Neurons have been discovered in the brains of mammals that are active only when the animal is in a certain place in its environment, and others when the animal is facing a certain direction, effectively providing a brain-based map and compass. Understanding how such specific functions arise and are controlled in the brain can assist in revealing how the brain functions in general and how these functions can go awry in cases of brain injury and disease. We have modelled the brain network that contains the neurons that represent head direction in the mammalian brain (see Figure 3), and have shown how this network can be calibrated on a mobile robot, through feedback from the world, when the robot follows specific movements that many infant mammals perform. This work advances our understanding of the neural systems involved in motion tracking and the representation of space, links these systems to specific developmental behaviours and motor deficits, and further demonstrates how biological processes can afford practical solutions to engineering problems.

 

Fig2

 

Figure 3: Head direction network. Head direction (HD) cells excite their close neighbours strongly and more distant neighbours less strongly, and this self-excitation creates the HD activity. These excitatory connections are calibrated to allow the HD system to accurately represent head direction as the animal or robot moves. The HD cells are also inhibited by the asymmetric Angular Head Velocity (AHV); the overall efficacy of this inhibition is also calibrated. DTN: Dorsal tegmental nucleus, LMN: Lateral mammillary nucleus.

Ongoing Collaborative Research

Collaborated with Michael Milford and Gordon Wyeth: Calibrating spiking head direction networks on robots with long-term deployments, for example in factory and warehouse delivery tasks, where on-going calibration is required due to mechanical wear and damage accrued over long timeframes.

Collaborated with Francois Windels and Allen Cheung: Continued analysis of the unique neural recording datasets from awake, behaving animals.

Collaborated with David Ball and Chris Nolan: Controlling Braitenberg vehicles with spiking neural networks – how do the temporal dynamics of spiking networks assist in the temporal organisation of embodied behaviour?

Publications

Stratton, P., Wiles, J. (2010) Self-sustained non-periodic activity in a network of spiking neurons: The contribution of local and long-range connections and dynamic synapses. NeuroImage  52: 1070-1079.

Stratton, P., Wyeth, G.F. and Wiles, J. (2010) Calibration of the Head Direction Network: a role for Symmetric Angular Head Velocity cells. Journal of Computational Neuroscience 28: 527-538.

Wiles, J., Ball, D., Heath, S., Nolan, C., Stratton, P. (2010) Spike-time robotics: a rapid response circuit for a robot that seeks temporally varying stimuli. To appear In Australian Journal of Intelligent Information Processing Systems.

Stratton, P., Wiles, J. (2010) Complex Spiking Models: A Role for Diffuse Thalamic Projections in Complex Cortical Activity. To appear In Springer LNCS.

Stratton, P., Milford, M., Wiles, J., Wyeth, G.F. (2009) Automatic Calibration of a Spiking Head-Direction Network for Representing Robot Orientation. In Proceedings of the Australasian Conference on Robotics and Automation, Sydney, Australia. 8 pages.
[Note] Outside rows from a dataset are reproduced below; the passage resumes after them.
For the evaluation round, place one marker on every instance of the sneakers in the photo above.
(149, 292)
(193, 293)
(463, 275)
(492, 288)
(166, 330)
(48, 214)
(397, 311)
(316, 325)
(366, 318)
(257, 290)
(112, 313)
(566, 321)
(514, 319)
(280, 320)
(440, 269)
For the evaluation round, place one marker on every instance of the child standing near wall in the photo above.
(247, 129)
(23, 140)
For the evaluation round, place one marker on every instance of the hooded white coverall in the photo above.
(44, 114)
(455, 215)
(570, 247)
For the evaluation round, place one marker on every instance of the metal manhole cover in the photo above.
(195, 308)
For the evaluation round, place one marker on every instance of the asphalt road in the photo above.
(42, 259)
Stratton, P., Wiles, J. (2008) Comparing Kurtosis Score to Traditional Statistical Metrics for Characterizing the Structure in Neural Ensemble Activity. In M. Marinaro et al., editors, Dynamic Brain – from Neural Spikes to Behaviors, Springer LNCS V 5286, 115-122.

Conference Abstracts or Posters

Stratton, P., Wiles, J. A role for symmetric head-angular-velocity cells: Tuning the head-direction network. Frontiers in Systems Neuroscience, 2009 (COSYNE’09).

Stratton, P. Poster presentation at Complex (2007) (Complex Systems conference), Gold Coast, Australia, July 2-5, 2007.

Related Activities

Invited to talk at the “Dynamic Brain: From Neural Spikes to Behaviour” workshop, Sicily, Italy, Dec 5-12, 2007

“Co-organiser of the “Summer of Spikes” summer school on Computation in Spiking Neural Networks, Dec 2009 – Feb 2010.”

International Links

Visited and presented at University College London, December 2007. “Comparing Kurtosis Score to Traditional Statistical Metrics for Characterizing the Structure in Neural Ensemble Activity”.